I grew up in a low-income family that benefited from similar commodity programs and we always had a small garden to provide fresh produce.  As a vender in the Sustainable Glasgow award winning “Bounty of the Barrens Farmers Market”, I have directly seen how all of the new programs you mentioned have had an effect on both sides of the table, healthy products to buyers and additional income to vendors.  

I would continue to support these programs.  First let’s recognize that just about every farm has a small garden which in most cases produces more than that family can eat and in a lot of cases goes to waste.   Secondly, this and future generations are less likely to utilize fresh produce due to the direction our society has taken on convenience.  I once attempted to address the food deserts issue with a company called F2CC Inc to provide fresh produce to urban deserts.  I worked with U of L, KSU, United Way and other entities for several years in this effort.  The diversified agribusiness flowchart I would like to implement would have what was missing in earlier attempts, high level state support.

Question 6: 

The legalization of industrial hemp offers new opportunities to Kentucky family farmers. What other opportunities will you seek out to make farming more sustainable and how will you advance these opportunities equitably and sustainably?

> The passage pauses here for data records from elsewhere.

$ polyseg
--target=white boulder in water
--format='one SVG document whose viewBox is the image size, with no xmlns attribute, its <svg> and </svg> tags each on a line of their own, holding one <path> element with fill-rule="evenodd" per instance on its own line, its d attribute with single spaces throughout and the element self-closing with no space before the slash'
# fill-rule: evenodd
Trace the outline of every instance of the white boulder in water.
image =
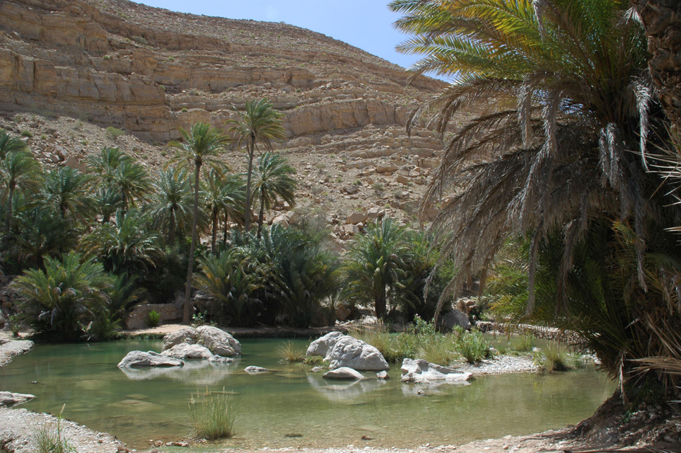
<svg viewBox="0 0 681 453">
<path fill-rule="evenodd" d="M 402 362 L 402 382 L 431 384 L 465 382 L 471 374 L 426 362 L 423 359 L 404 359 Z"/>
<path fill-rule="evenodd" d="M 181 343 L 175 345 L 170 349 L 167 349 L 161 352 L 162 355 L 166 357 L 173 357 L 176 359 L 209 359 L 213 356 L 213 352 L 205 346 L 201 345 L 190 345 L 187 343 Z"/>
<path fill-rule="evenodd" d="M 330 362 L 331 369 L 347 367 L 360 371 L 383 371 L 390 368 L 378 349 L 341 332 L 331 332 L 315 340 L 305 355 L 323 356 Z"/>
<path fill-rule="evenodd" d="M 128 367 L 182 367 L 185 362 L 180 359 L 161 355 L 153 351 L 130 351 L 118 364 L 119 368 Z"/>
<path fill-rule="evenodd" d="M 185 327 L 168 333 L 163 337 L 163 350 L 170 350 L 181 343 L 202 345 L 212 354 L 222 357 L 241 354 L 241 343 L 227 332 L 212 326 L 202 326 L 197 328 Z"/>
</svg>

Do you support  the legalization of medical marijuana as one such opportunity for small farms?

  1. I wrote an opinion ad that was published across the state called “Hemp and Medical Marijuana, A Kentucky Farmers Lifeline” which is the basis for the platform I am running on.  In that article I talk about what both hemp and medical marijuana can do for this state and some avenues that would provide both equitably and sustainability.  

  2. I would implement a quota system similar to the old tobacco quota program.  We don’t want to be like some states where production and therefore use has gotten out of control.  The dollars generated by the controlled diversification of both of these items just like tobacco was, would be the lifeline that saves not only KY farmers but small communities and cities across the state as well.  

  3. Yes, I 100% support the legalization of medical marijuana.  The two crops could be the cornerstones for the expansion or formation of other agribusinesses which could propel us into the future.

Question 7: 

As Commissioner of Agriculture, how will you support small farmers impacted by structural changes in Kentucky’s agriculture and energy economies?

Diversification is the key to equity, profitability and sustainability moving forward.  At one point tobacco production and the income it generated was that key.  An established quota system for hemp/medical marijuana has the potential to be that lifeline and a foundation pillar for saving our farms by the income they could provide.  I would also like another look at the disbursement of Kentucky’s Tobacco Settlement Money (+$120 M) to see where it can be further used to address the structural changes in farm economies.